He stepped back and leaned against the wall, clearly not minding the cracked and peeling paint that broke off and stuck to his shirt. “Those are good credentials. However, you’re still probably not what they’re looking for.”
Zoë looked at her notebook and continued writing. “Luckily it’s not your decision, is it?”
“Actually, it is.”
She groaned and looked back up at him. “All right. Who are you?”
He extended his hand. “Phillip Rand. Owner, president, and CEO of Underground Publishing.”
She looked at his hand for a moment and shook it, her small fingers briefly engulfed in his grip. It was a cool handshake, but strong.
“Zoë Norris. And why, Mr. Phillip Rand, will you not let me even apply?”

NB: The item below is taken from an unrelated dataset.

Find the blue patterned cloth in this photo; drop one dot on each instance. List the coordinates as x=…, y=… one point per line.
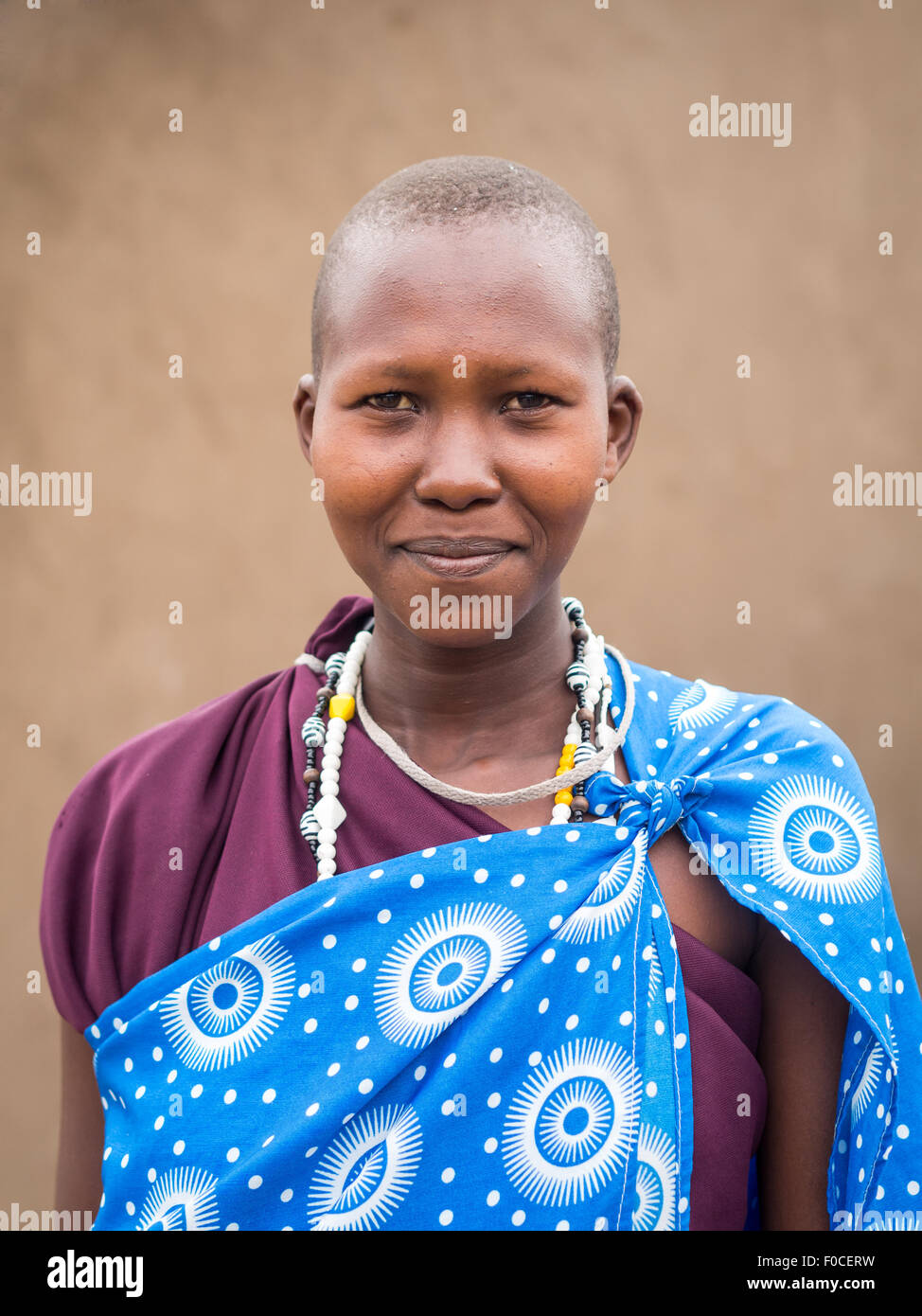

“Well, Miss Zoë Norris, I don’t think you’d fit in with the staff. And fitting in with the staff is key to this company’s success.”
A vision of future months dressed as a dancing cell phone on the wintry streets pummeled Zoë’s psyche. She leaned forward in desperation. She was short, and used to looking up at people, but he was over six feet, and she was forced to crane her neck to look up at him. “Mr. Rand. How many other people experienced in researching and writing travel guides do you have with you?”
He considered for a moment. “With that specific qualification? I actually have none.”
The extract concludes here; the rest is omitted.